Le portrait d’Elimane dans le village de son enfance - qui rappellerait Yambo Ouologuem dans son exil - à la fin du Goncourt se présente ainsi : « C’était une tête bien pleine. Son savoir, sa connaissance du monde, son expérience, du visible et de l’invisible, ses dons l’ont élevé au rang d’autorité spirituelle […] Le matin, il faisait des consultations mystiques dans sa chambre, sa réputation, après quelques miracles dans le village (principalement de guérisons) s’était vite établie, puis répandue. « […] Personne ne connaissait son nom musulman, Elimane. Il a toujours été Madag, pas Elimane ».

A part ses colères sporadiques à la vue des livres, c’était un homme apaisé.

La rareté des informations sur Yambo Ouologuem dans son exil, des témoignages de ceux qui l’auraient rencontré, et de ses apparitions imprévues et brutales, interdit toute connaissance de sa vie quotidienne, toute appréhension de son parcours intellectuel, de sa production littéraire ou philosophique, s’il y en avait.

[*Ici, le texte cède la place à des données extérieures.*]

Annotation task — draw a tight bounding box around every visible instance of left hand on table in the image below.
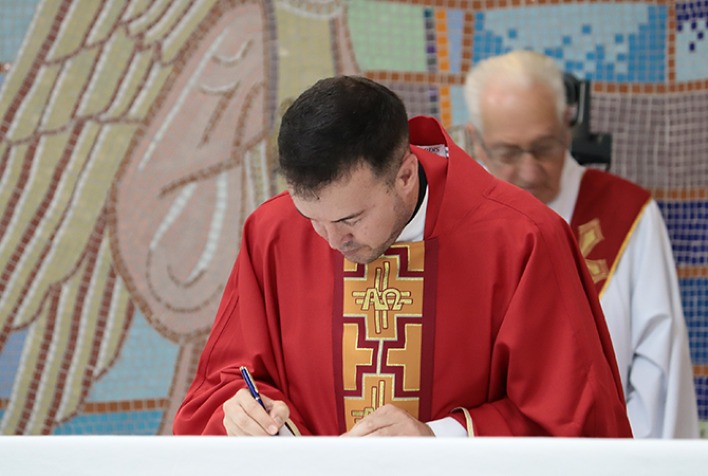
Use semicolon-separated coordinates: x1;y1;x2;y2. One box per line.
342;404;435;436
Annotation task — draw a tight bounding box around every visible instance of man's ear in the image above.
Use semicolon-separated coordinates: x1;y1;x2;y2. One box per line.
396;149;418;190
563;106;575;148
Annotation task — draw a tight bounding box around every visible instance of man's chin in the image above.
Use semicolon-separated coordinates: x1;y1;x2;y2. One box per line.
340;247;378;264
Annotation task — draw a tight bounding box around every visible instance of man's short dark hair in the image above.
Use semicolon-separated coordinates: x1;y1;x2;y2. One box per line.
278;76;408;195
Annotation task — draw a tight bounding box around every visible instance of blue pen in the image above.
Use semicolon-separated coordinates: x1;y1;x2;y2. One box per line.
239;366;265;410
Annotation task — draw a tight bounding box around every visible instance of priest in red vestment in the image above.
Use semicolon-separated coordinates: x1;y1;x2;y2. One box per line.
174;76;631;437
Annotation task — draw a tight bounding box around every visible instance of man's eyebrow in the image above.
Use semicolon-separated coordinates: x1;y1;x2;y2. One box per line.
295;207;364;223
332;210;364;223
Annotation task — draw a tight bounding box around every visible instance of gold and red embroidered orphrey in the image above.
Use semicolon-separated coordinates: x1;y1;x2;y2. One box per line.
334;242;435;431
570;169;651;296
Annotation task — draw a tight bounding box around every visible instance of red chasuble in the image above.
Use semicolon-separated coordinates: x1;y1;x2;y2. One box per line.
174;117;631;437
570;169;651;295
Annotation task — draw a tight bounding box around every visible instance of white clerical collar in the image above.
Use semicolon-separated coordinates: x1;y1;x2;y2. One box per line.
547;152;585;223
396;187;430;243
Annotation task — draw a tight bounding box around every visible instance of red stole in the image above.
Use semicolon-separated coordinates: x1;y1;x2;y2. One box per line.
570;169;651;296
333;241;437;432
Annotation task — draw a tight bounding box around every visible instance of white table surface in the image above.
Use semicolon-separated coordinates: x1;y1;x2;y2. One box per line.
0;436;708;476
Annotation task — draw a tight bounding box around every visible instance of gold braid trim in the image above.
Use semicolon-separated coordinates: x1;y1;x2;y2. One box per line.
452;407;475;438
285;418;302;436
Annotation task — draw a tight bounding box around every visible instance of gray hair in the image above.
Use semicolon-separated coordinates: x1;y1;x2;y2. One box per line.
465;50;566;134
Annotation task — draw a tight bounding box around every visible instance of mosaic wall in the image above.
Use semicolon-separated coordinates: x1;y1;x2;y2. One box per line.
0;0;708;434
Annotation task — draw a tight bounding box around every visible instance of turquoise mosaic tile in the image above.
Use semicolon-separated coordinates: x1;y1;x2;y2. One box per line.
675;0;708;81
0;0;39;62
473;3;667;83
86;312;179;402
53;410;163;435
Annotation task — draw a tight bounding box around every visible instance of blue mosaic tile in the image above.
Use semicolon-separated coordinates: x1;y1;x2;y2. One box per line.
675;0;708;81
658;201;708;266
447;10;465;73
679;278;708;364
693;377;708;421
53;410;163;436
472;3;667;83
450;86;469;125
86;312;179;402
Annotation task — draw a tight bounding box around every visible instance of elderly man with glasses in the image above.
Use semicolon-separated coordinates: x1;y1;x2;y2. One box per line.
465;51;698;438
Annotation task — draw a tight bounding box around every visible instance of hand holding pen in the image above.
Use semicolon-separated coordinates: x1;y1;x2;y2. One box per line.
223;367;290;436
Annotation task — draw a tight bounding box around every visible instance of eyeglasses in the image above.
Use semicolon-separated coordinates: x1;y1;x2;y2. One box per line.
475;134;567;165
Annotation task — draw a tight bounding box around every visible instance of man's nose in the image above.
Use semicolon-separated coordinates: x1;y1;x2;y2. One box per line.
313;223;351;249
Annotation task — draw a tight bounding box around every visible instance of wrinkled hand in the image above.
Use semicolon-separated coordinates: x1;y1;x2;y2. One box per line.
342;404;435;436
223;388;290;436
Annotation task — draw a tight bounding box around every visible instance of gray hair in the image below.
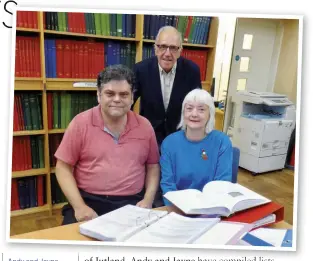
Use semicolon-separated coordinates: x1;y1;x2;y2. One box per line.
177;89;215;134
155;25;183;47
97;64;135;93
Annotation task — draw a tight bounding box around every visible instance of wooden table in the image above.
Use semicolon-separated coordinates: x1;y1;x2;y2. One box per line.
11;207;292;241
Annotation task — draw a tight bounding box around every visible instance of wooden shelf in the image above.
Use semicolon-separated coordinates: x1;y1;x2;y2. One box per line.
13;130;46;136
44;30;139;42
143;39;215;48
16;27;40;33
52;202;67;210
48;129;66;134
46;78;97;91
12;169;48;178
14;77;43;91
11;204;50;217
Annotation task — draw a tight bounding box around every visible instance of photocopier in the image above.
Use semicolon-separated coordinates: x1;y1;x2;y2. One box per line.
228;91;296;175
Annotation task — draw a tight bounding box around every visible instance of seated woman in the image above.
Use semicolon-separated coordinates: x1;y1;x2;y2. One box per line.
160;89;233;205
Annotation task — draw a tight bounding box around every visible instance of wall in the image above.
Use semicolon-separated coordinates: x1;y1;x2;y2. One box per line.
213;16;236;101
274;19;299;104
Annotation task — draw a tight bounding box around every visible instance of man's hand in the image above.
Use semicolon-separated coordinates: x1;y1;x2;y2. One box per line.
136;198;153;208
74;205;98;222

Hormis quelques passages comme les paragraphes qui lui sont consacrés dans l’étude d’Anne Doquet intitulée « Des sciences humaines et l’Islam, Une voie de la recherche malienne », peu d’études renseigneraient sur cette partie sombre de sa vie.

Lire la première partie : Du Renaudot (1968) au Goncourt (2021), Les riches heures africaines des Lettres d’expression française – Par Abdejlil Lahjomri

Voici le portrait que l’on trouve dans cette étude, après cette judicieuse remarque : « L’histoire de Yambo Ouologuem et de son Devoir de violence ne connait aucun équivalent et ne peut donc être envisagée comme un modèle sur lequel pourraient être plaquées les autres trajectoires évoquées ».

« Abattu par les critiques françaises et anglo-saxonnes, il ne fut pas accueilli plus chaleureusement au Mali. Où la communauté intellectuelle manifesta son indifférence et ne lui apporta aucun soutien […] Yambo Ouologuem a trouvé refuge dans la prière et la méditation. Refusant catégoriquement toute discussion relative à son œuvre, et au-delà toute relation avec le monde occidental, il partage son temps entre le domicile de sa mère à Sévaré et la grotte de Déguembéré […] est décrit comme un homme très pieux dont la connaissance en littérature musulmane excède largement celle de ses pairs […] Son abandon dans la foi musulmane peut être lu comme un rachat vis à vis de sa famille paternelle […] Son destin illustre quoi qu’il en soit la double fracture sociale et intellectuelle qu’il subit et le refuge dans la l’islam pour lequel il opta ».

Le nom, dans le Goncourt de 2021, de l’auteur du « Labyrinthe de l’inhumain », qui ressemblerait à l’auteur du Devoir de violence Yambo Ouologuem est Elimane (الايمـــان). FOI.